A social worker my mother knew told her not to make a big decisions for at least a year after he had passed away. She talked about how "everyone's" emotions are just running too high for at least that long. What I've learned about losing not a husband, but a father, as well as others close to me, is that everyone hopes things can be done in the way that makes them feel is "right". People tend to instinctively try to find ways that will make the loss more bearable to them - and everybody deals with loss differently.

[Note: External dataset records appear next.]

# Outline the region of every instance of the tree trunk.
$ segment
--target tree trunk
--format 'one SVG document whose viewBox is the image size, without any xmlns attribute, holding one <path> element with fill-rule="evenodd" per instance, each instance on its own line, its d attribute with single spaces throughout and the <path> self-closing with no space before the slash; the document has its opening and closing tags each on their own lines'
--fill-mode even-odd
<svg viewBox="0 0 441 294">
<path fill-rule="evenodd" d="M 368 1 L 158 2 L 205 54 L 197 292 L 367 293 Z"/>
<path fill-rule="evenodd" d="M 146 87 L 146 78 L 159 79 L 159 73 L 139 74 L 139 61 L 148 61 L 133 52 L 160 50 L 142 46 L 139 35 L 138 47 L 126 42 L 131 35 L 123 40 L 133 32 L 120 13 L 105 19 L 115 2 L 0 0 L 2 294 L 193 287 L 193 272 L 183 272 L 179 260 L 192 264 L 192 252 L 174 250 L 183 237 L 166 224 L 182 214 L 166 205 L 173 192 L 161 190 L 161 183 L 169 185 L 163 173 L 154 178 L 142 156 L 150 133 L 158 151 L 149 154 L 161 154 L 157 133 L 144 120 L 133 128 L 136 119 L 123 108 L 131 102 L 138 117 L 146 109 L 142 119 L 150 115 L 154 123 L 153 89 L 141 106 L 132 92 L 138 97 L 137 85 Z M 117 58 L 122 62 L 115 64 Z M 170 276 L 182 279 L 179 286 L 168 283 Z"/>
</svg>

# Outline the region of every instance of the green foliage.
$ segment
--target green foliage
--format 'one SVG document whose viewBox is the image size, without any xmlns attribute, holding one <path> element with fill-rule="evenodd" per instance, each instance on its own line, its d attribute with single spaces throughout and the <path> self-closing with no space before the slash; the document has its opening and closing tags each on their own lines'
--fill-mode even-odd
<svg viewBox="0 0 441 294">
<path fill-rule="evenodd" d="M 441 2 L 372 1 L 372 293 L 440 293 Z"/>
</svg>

Based on what I've run into with loss, I would expand on that social worker's words about emotions running high, and add that the potential for misunderstandings and misinterpretations of intent run just as high. Sometimes everyone just has to let a little time pass and then agree, "We were all upset. Let's let the differences go, and let's start clean, now that we're all calmer."
I guess my point is that while the lessons you've learned are real, they don't necessarily reflect "the real" people, if those people were not grieving too. When my close friend died her sister came and offered me a couple of pieces of her most treasured jewelry. At the time, I was thinking only of my friend and of how I knew what her death must have meant for her family. I didn't want to be a "vulture" and accept her ring or bracelet - and years after her death, I now wish I had accepted something that was hers, just to have something special.
My mother lived the remainder of her life as a widow; and although she always said she wished she had had my father longer, she built her different life by herself; and even grew to be able to joke about how it was "kind of nice not to have to be home to make dinner at a certain time". Stay strong. Hang onto the thoughts that give you some version of mental peace. Somehow, even the most devastated people usually find their way to get through the grief. (As you can tell, I am, I suppose, trying to think of something to say to either let you know you're not alone; or offer support; but we all know, inside, that there is nothing much anyone can ever say to make someone else feel better.)